The body that looks after setting the standards for Internet communication protocols is the Internet Engineering Task Force (IETF). IETF has been very influential in the cryptographic standards industry by setting the widely used standards for IPSec, TLS and S/MIME.

ECC provides performance benefits for Internet communications, and indeed companies are using ECC today within these protocols. This article summarizes some of the main areas where ECC is being used for Internet communications.

How the IETF Works

The IETF is a large, open and international community of software and network designers, operators, vendors, and researchers concerned with the evolution of the Internet architecture and the smooth operation of the Internet. The IETF holds meetings three times a year, and anyone can attend. The rest of the time participants communicate via mailing lists.

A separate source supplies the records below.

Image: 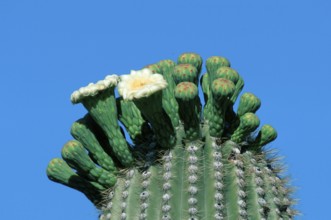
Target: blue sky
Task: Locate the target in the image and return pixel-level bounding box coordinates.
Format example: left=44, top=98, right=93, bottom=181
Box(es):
left=0, top=0, right=331, bottom=220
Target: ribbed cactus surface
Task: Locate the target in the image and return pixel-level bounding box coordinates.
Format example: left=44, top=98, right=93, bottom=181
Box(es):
left=47, top=53, right=296, bottom=220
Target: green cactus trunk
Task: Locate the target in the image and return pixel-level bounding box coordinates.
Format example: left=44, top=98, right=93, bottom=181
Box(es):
left=47, top=53, right=297, bottom=220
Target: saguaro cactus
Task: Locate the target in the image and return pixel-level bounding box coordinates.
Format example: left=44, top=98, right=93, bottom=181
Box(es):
left=47, top=53, right=296, bottom=220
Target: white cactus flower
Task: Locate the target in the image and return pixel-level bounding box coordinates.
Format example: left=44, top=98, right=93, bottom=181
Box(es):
left=71, top=75, right=119, bottom=104
left=118, top=68, right=168, bottom=100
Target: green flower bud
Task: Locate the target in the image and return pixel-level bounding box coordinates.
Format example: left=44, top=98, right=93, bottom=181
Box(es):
left=177, top=53, right=202, bottom=75
left=144, top=64, right=161, bottom=73
left=173, top=64, right=198, bottom=84
left=211, top=78, right=235, bottom=99
left=215, top=66, right=239, bottom=84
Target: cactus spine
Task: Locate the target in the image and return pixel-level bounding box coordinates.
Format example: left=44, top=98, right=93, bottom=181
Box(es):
left=47, top=53, right=296, bottom=220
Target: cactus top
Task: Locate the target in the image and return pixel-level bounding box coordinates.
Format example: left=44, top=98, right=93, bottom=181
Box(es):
left=71, top=75, right=119, bottom=104
left=118, top=68, right=168, bottom=100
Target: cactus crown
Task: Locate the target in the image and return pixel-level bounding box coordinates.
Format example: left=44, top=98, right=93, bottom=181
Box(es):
left=47, top=53, right=296, bottom=220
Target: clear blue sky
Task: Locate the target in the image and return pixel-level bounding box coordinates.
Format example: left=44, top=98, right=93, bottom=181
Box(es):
left=0, top=0, right=331, bottom=220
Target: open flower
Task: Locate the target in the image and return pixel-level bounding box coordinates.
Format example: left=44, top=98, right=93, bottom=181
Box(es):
left=71, top=75, right=119, bottom=104
left=118, top=68, right=168, bottom=100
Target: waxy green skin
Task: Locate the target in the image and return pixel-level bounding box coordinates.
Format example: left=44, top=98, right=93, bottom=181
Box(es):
left=47, top=53, right=297, bottom=220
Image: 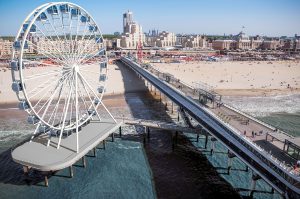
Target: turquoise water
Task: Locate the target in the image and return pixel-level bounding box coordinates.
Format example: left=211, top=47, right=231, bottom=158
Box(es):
left=0, top=139, right=156, bottom=199
left=186, top=134, right=280, bottom=199
left=0, top=93, right=300, bottom=199
left=257, top=112, right=300, bottom=136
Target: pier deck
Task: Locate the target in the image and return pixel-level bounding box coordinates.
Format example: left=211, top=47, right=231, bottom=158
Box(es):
left=12, top=119, right=122, bottom=171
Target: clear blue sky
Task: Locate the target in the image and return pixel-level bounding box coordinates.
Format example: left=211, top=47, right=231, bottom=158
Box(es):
left=0, top=0, right=300, bottom=36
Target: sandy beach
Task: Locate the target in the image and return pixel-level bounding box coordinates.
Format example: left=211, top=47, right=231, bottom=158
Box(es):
left=0, top=61, right=300, bottom=104
left=0, top=64, right=145, bottom=105
left=152, top=61, right=300, bottom=96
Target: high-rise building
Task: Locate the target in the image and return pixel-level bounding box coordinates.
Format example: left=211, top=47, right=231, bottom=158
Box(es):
left=123, top=10, right=133, bottom=34
left=120, top=11, right=145, bottom=49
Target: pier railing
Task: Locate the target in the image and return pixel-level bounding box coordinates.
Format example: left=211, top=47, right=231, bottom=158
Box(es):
left=121, top=58, right=300, bottom=194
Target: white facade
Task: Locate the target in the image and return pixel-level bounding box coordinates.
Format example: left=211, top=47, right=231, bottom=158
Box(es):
left=120, top=11, right=145, bottom=49
left=147, top=31, right=176, bottom=48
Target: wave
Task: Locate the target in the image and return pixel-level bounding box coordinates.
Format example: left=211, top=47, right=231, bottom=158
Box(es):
left=117, top=144, right=141, bottom=149
left=0, top=130, right=33, bottom=142
left=223, top=94, right=300, bottom=117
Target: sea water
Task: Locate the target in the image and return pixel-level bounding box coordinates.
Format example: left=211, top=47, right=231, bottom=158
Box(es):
left=186, top=94, right=300, bottom=199
left=0, top=121, right=156, bottom=199
left=0, top=95, right=300, bottom=199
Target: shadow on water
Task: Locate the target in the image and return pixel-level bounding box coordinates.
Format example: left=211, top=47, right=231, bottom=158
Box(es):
left=117, top=62, right=240, bottom=199
left=0, top=149, right=49, bottom=185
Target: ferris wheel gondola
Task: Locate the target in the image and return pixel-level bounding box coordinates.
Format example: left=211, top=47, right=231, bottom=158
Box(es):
left=11, top=2, right=113, bottom=152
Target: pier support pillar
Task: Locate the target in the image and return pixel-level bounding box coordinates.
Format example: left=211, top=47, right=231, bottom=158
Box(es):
left=210, top=137, right=217, bottom=155
left=93, top=147, right=97, bottom=157
left=23, top=166, right=29, bottom=175
left=159, top=91, right=161, bottom=102
left=69, top=165, right=74, bottom=178
left=172, top=132, right=175, bottom=151
left=146, top=126, right=150, bottom=140
left=102, top=140, right=106, bottom=149
left=175, top=131, right=178, bottom=145
left=82, top=156, right=86, bottom=168
left=245, top=165, right=249, bottom=172
left=111, top=132, right=115, bottom=142
left=45, top=176, right=49, bottom=187
left=227, top=150, right=235, bottom=174
left=249, top=172, right=261, bottom=198
left=204, top=134, right=208, bottom=149
left=119, top=127, right=122, bottom=137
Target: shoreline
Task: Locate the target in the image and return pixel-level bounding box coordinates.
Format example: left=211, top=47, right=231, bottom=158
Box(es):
left=0, top=88, right=300, bottom=109
left=214, top=88, right=300, bottom=97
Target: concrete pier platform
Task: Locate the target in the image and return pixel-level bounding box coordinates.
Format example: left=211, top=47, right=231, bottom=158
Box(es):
left=12, top=119, right=122, bottom=171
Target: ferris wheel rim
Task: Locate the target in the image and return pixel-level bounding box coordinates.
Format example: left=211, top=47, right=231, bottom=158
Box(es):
left=12, top=2, right=107, bottom=130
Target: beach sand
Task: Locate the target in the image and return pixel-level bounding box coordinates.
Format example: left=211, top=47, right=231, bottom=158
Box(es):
left=152, top=61, right=300, bottom=96
left=0, top=64, right=145, bottom=105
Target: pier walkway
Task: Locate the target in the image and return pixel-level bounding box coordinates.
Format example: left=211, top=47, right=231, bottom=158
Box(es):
left=12, top=119, right=122, bottom=171
left=120, top=57, right=300, bottom=198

The actual technical work of the IETF is done in its working groups, which are organized by topic into eight different areas. Security is one of these groups.

IETF standards begin as Internet Drafts (I-D). To become an IETF standard, the document must be published as an I-D so that interested participants can provide comments and feedback. After a period of time, the draft is presented to the IESG (Internet Engineering Steering Group) for review and publishing, and is assigned an RFC (Request for Comments) number by the RFC Editor.

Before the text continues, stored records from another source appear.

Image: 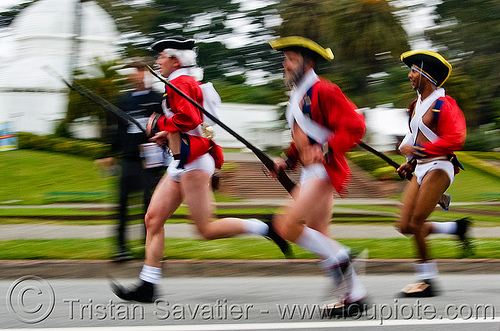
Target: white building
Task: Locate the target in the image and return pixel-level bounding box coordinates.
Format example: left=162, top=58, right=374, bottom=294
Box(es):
left=0, top=0, right=119, bottom=134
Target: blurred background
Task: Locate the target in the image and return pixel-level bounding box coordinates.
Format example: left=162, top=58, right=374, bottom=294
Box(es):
left=0, top=0, right=500, bottom=205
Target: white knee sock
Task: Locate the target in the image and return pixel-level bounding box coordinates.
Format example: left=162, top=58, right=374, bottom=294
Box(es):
left=139, top=265, right=161, bottom=284
left=295, top=227, right=367, bottom=302
left=431, top=222, right=458, bottom=234
left=242, top=218, right=269, bottom=236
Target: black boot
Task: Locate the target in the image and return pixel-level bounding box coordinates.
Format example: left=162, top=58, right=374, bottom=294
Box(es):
left=265, top=222, right=293, bottom=259
left=111, top=280, right=155, bottom=302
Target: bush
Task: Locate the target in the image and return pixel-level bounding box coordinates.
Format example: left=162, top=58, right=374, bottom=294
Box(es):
left=18, top=132, right=111, bottom=159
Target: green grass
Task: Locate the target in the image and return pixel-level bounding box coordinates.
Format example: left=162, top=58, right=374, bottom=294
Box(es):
left=0, top=150, right=114, bottom=204
left=0, top=238, right=500, bottom=260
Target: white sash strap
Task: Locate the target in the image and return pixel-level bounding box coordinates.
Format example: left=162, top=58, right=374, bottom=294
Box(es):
left=404, top=88, right=445, bottom=145
left=286, top=69, right=332, bottom=144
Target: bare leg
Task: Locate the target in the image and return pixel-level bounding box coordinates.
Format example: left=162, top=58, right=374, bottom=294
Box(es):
left=144, top=175, right=182, bottom=268
left=181, top=170, right=246, bottom=239
left=275, top=180, right=334, bottom=242
left=410, top=169, right=450, bottom=262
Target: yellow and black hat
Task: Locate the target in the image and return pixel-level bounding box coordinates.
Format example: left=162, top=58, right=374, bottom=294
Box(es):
left=269, top=36, right=333, bottom=61
left=401, top=51, right=451, bottom=87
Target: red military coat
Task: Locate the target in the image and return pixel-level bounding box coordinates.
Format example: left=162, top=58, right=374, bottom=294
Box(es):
left=287, top=79, right=366, bottom=194
left=153, top=75, right=224, bottom=169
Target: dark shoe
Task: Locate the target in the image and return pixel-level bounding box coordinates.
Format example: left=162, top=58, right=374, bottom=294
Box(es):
left=398, top=279, right=438, bottom=298
left=455, top=217, right=474, bottom=256
left=110, top=280, right=155, bottom=302
left=265, top=222, right=293, bottom=259
left=320, top=297, right=369, bottom=318
left=113, top=249, right=133, bottom=262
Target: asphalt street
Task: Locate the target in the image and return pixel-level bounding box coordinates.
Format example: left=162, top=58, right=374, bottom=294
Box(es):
left=0, top=274, right=500, bottom=331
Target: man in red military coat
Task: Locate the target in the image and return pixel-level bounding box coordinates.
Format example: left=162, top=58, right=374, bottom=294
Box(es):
left=112, top=37, right=288, bottom=302
left=397, top=51, right=469, bottom=297
left=270, top=36, right=367, bottom=317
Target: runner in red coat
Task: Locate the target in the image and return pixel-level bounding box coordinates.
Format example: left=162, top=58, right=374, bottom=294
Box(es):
left=270, top=36, right=367, bottom=317
left=112, top=37, right=289, bottom=302
left=397, top=51, right=469, bottom=297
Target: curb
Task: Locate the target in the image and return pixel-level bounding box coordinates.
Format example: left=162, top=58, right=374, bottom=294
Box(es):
left=0, top=259, right=500, bottom=279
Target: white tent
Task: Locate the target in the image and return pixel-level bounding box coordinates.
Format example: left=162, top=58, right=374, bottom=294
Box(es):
left=0, top=0, right=119, bottom=134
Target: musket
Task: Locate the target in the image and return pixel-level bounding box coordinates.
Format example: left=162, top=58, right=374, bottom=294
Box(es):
left=42, top=66, right=146, bottom=134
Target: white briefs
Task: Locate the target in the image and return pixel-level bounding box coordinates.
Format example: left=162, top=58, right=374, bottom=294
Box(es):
left=415, top=160, right=455, bottom=185
left=167, top=153, right=215, bottom=183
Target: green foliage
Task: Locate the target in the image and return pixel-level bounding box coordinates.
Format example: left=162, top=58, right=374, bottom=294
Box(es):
left=65, top=60, right=125, bottom=131
left=0, top=149, right=116, bottom=204
left=0, top=238, right=500, bottom=260
left=463, top=127, right=500, bottom=152
left=212, top=80, right=287, bottom=105
left=18, top=132, right=110, bottom=159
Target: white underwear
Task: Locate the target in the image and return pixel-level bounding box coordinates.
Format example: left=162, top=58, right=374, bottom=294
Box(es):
left=415, top=160, right=455, bottom=185
left=300, top=163, right=330, bottom=185
left=167, top=153, right=215, bottom=183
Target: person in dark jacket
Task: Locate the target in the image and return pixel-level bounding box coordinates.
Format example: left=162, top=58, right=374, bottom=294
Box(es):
left=108, top=60, right=165, bottom=262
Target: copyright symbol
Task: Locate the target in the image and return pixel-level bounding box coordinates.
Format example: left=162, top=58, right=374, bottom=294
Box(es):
left=7, top=276, right=56, bottom=324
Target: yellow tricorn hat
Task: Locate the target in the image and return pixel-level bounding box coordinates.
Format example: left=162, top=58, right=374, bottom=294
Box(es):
left=401, top=51, right=451, bottom=87
left=269, top=36, right=333, bottom=61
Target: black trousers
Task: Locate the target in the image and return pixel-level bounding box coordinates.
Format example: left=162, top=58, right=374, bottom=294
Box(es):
left=117, top=159, right=164, bottom=250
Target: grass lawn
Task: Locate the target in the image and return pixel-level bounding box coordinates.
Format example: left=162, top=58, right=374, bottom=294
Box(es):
left=0, top=238, right=494, bottom=260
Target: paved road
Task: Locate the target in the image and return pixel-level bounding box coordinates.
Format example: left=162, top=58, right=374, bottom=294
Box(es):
left=0, top=274, right=500, bottom=331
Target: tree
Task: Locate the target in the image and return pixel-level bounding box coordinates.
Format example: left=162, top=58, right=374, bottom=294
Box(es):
left=277, top=0, right=409, bottom=106
left=64, top=60, right=126, bottom=137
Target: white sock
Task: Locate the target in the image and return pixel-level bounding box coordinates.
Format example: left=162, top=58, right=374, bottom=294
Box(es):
left=139, top=265, right=161, bottom=284
left=295, top=226, right=349, bottom=267
left=241, top=218, right=269, bottom=236
left=415, top=261, right=439, bottom=280
left=431, top=222, right=458, bottom=234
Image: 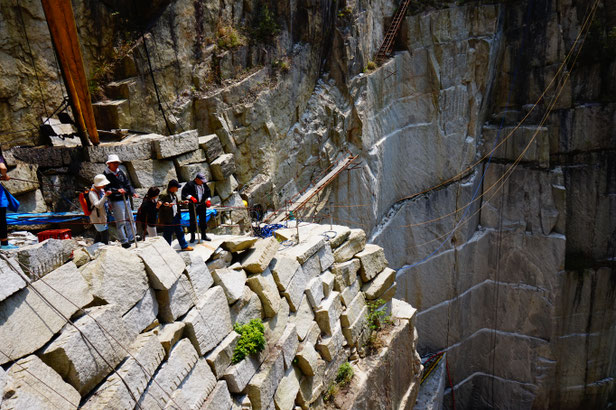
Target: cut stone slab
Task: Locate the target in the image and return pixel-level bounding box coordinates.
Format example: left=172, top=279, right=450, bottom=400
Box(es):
left=212, top=269, right=246, bottom=304
left=122, top=289, right=158, bottom=333
left=242, top=237, right=280, bottom=273
left=306, top=276, right=325, bottom=309
left=331, top=258, right=361, bottom=292
left=153, top=130, right=199, bottom=159
left=199, top=134, right=225, bottom=162
left=17, top=238, right=75, bottom=280
left=246, top=268, right=280, bottom=317
left=0, top=258, right=26, bottom=302
left=221, top=236, right=259, bottom=253
left=210, top=154, right=235, bottom=181
left=274, top=368, right=301, bottom=410
left=0, top=355, right=81, bottom=409
left=229, top=286, right=263, bottom=323
left=184, top=286, right=233, bottom=356
left=156, top=275, right=197, bottom=323
left=82, top=332, right=165, bottom=410
left=0, top=262, right=94, bottom=365
left=81, top=246, right=148, bottom=313
left=334, top=229, right=366, bottom=263
left=136, top=237, right=186, bottom=290
left=41, top=305, right=137, bottom=395
left=361, top=268, right=396, bottom=300
left=205, top=332, right=240, bottom=378
left=167, top=358, right=216, bottom=409
left=201, top=380, right=233, bottom=410
left=139, top=339, right=199, bottom=409
left=315, top=292, right=342, bottom=335
left=246, top=352, right=285, bottom=410
left=355, top=243, right=387, bottom=282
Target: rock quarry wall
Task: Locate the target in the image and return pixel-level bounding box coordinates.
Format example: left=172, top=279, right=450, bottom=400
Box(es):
left=0, top=224, right=421, bottom=410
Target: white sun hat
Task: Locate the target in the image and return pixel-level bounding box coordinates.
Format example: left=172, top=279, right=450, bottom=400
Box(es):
left=105, top=154, right=122, bottom=164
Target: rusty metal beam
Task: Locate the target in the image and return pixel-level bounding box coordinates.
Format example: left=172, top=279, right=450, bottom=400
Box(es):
left=41, top=0, right=99, bottom=146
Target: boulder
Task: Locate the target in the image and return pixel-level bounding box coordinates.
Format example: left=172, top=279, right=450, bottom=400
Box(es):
left=0, top=262, right=93, bottom=365
left=184, top=286, right=233, bottom=356
left=242, top=237, right=280, bottom=273
left=153, top=130, right=199, bottom=159
left=205, top=332, right=240, bottom=378
left=81, top=246, right=148, bottom=313
left=126, top=160, right=178, bottom=188
left=156, top=275, right=197, bottom=323
left=82, top=332, right=165, bottom=410
left=199, top=134, right=225, bottom=162
left=246, top=268, right=280, bottom=317
left=41, top=305, right=137, bottom=395
left=137, top=236, right=186, bottom=290
left=0, top=355, right=81, bottom=410
left=210, top=154, right=235, bottom=181
left=355, top=244, right=387, bottom=282
left=122, top=289, right=158, bottom=333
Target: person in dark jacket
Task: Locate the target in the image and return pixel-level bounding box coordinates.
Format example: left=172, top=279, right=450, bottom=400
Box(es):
left=137, top=187, right=162, bottom=240
left=103, top=155, right=137, bottom=248
left=158, top=179, right=193, bottom=251
left=182, top=172, right=212, bottom=243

Elliptic Curve Cryptography can be found in RFCs and I-Ds for all the key Internet protocols: IPSec, TLS, PKIX, and S/MIME.

ECC and IPSEC

IPSec is one of the protocols where ECC is in use today. Typically, IPSec uses DH (Diffie Hellman) for key generation, which is fine for a desktop connection, but is too slow for smaller devices (see Figure 1). ECDH (Elliptic Curve Diffie Hellman) provides much faster performance. As more companies want to enable secure connections from constrained devices such as smart phones and handhelds, connection time becomes an important consideration.

Figure 1. Relative key set up times (IKE)

* benchmarking performed by Certicom using movianVPN and a Cisco VPN 3000 Concentrator series.

Cisco, Shiva and Nortel all support ECDH for key exchange in their gateways. RFC 2409 (The Internet Key Exchange (IKE)) describes the use of certain ECC curves for IKE. Cisco, Shiva and Nortel actually base their IKE implementations of ECDH on Internet Drafts that describe stronger ECC curves. They are using Additional ECC Groups for IKE ( draft-ietf-ipsec-ike-ecc-groups-04.txt), which describes how to use some NIST-recommended curves with IKE.